Gerrit Neven: ‘Ik zocht altijd het pure om model te staan voor mijn werk’
December 2021
Hij is een kind van de Krimpenerwaard en werd gevormd door het polderlandschap en de altijd aanwezige rivier. Gerrit Neven, landschapsschilder, musicus en graficus kwam voort uit de Krimpenerwaard en gaf de waard ook heel veel terug. Inmiddels is hij niet meer tot schilderen in staat en dat doet hem pijn. Toch vertelt hij nog altijd graag over dat gebied dat hem zoveel gaf.
-Johan Boef-
‘Gerrit Nevel’, noemden wij als baldadige kleine neefjes hem vroeger oneerbiedig.
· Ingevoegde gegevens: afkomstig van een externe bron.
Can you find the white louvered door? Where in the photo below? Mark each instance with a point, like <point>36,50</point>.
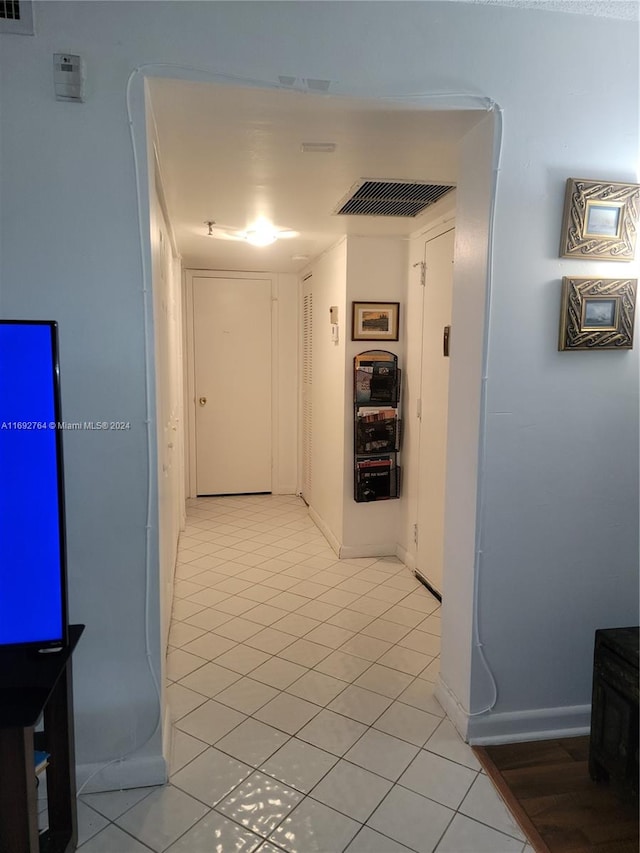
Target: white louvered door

Nevel, vanwege zijn weergave van mysterieuze, mistige landschappen waar knotwilgen en boerderijen in vage contouren bovenuit steken. De naam van onze oom in combinatie met de rijkelijk aanwezige ochtendmist in zijn schilderijen vroeg er natuurlijk gewoon om, maar tegelijkertijd maakte zijn werk ook toen al flinke indruk op mijn onrustige kinderbrein. Ik fiets, wandel en leef tegenwoordig zelf in het landschap dat hij schilderde en er gaat geen dag voorbij of ik moet wel aan zijn riviergezichten, oude haventjes, gestileerde knotwilgen en verstilde boerderijen denken. Het is zo’n soort meerwaarde die je meekreeg zonder er erg in te hebben, maar die intussen wel deel uitmaakt van hoe ik naar ons polderlandschap, onze stadjes en onze rivieren kijk.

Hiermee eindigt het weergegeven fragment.